During normal times, 20-25 people could sign up for a trip the winding streets of Jerusalem’s Nachlaot neighborhood to hear famed Israeli storyteller Jacky Levy share historical tales about the old-time residents.
But these aren’t normal times. Social distancing and mask-wearing, exacerbated by the record-breaking heat wave across Israel, meant that the tours have been cancelled.
So in honor of Yom Yerushalayim, the Yachad – Jewish Identity Program hosted Levy on its Facebook page, enabling his homage to Jerusalem through storytelling and acting to reach an even wider circle. Nearly 300 people joined in from their climate-controlled living rooms, mask free and safe, to travel the windy alleyways and hear nostalgia-filled folktales from the synagogues and shops of Nahlaot.
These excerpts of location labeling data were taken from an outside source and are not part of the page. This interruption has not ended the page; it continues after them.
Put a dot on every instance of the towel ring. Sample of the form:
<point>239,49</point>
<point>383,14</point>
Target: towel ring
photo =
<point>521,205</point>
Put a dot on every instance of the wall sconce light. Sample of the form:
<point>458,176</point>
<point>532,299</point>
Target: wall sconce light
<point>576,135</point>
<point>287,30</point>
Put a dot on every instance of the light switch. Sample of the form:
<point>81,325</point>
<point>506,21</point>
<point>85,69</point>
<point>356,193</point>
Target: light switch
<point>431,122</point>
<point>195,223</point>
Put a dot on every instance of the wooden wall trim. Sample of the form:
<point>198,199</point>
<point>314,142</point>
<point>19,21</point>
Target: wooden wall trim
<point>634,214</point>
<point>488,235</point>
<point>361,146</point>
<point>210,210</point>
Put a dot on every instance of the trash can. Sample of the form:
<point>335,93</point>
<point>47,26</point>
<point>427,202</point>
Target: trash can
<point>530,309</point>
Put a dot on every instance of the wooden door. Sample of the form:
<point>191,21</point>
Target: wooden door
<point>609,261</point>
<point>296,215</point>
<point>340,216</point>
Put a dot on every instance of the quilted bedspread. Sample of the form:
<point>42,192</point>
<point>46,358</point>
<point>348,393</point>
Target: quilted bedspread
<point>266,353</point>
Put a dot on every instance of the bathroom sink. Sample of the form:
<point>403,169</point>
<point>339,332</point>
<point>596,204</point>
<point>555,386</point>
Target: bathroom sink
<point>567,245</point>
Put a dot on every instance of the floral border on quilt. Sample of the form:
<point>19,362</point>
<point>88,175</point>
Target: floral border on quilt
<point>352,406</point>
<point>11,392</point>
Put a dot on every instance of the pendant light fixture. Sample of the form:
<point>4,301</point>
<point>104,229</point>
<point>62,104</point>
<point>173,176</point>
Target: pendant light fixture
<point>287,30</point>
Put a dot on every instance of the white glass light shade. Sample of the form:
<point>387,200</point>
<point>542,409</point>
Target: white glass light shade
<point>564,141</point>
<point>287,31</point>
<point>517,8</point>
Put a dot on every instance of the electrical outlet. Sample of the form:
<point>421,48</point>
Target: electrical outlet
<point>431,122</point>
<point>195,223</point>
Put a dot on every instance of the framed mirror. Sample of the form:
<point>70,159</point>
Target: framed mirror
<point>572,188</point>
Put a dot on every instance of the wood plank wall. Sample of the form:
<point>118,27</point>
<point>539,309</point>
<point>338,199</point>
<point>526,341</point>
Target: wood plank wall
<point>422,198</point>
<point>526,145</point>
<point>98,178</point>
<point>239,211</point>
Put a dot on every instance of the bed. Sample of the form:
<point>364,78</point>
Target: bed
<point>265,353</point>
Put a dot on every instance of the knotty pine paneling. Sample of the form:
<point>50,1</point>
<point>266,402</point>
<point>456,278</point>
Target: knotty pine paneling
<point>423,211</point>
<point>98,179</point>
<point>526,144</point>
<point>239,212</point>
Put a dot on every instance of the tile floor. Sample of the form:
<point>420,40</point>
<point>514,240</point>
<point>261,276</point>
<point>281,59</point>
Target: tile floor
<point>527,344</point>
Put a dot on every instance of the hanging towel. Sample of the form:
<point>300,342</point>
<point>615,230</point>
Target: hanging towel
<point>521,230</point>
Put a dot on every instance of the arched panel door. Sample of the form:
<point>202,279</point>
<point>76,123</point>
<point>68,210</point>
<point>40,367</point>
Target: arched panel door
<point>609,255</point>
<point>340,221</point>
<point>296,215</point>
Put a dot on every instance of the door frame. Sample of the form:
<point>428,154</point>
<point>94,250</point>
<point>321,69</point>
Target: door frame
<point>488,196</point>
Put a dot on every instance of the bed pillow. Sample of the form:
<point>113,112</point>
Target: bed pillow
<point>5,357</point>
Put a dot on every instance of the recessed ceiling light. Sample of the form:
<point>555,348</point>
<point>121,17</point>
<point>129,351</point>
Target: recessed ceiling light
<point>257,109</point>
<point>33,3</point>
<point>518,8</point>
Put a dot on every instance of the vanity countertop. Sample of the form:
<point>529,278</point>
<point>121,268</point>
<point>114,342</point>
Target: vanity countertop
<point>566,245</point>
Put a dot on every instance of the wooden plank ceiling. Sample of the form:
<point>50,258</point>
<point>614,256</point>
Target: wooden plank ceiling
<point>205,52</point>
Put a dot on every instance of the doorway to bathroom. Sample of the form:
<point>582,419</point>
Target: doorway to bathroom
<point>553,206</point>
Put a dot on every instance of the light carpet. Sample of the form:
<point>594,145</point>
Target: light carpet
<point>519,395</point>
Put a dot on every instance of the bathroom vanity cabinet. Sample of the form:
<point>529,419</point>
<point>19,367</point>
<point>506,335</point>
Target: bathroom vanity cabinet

They came to know Hassan and Flora and neighborhood spats, old-time community synagogues and donkey-driven beigele carts; how the locals made it through days when there was no food, sustained by a deep and pervasive longing to visit the moss-covered stones of the Kotel.
“Jacky captured our national connection to and passion for Jerusalem through his stories,” wrote Chaim Abadi, a participant from Bat Yam. “He brought the city to life and made us all feel as though we were there, and we must preserve our collective memories.”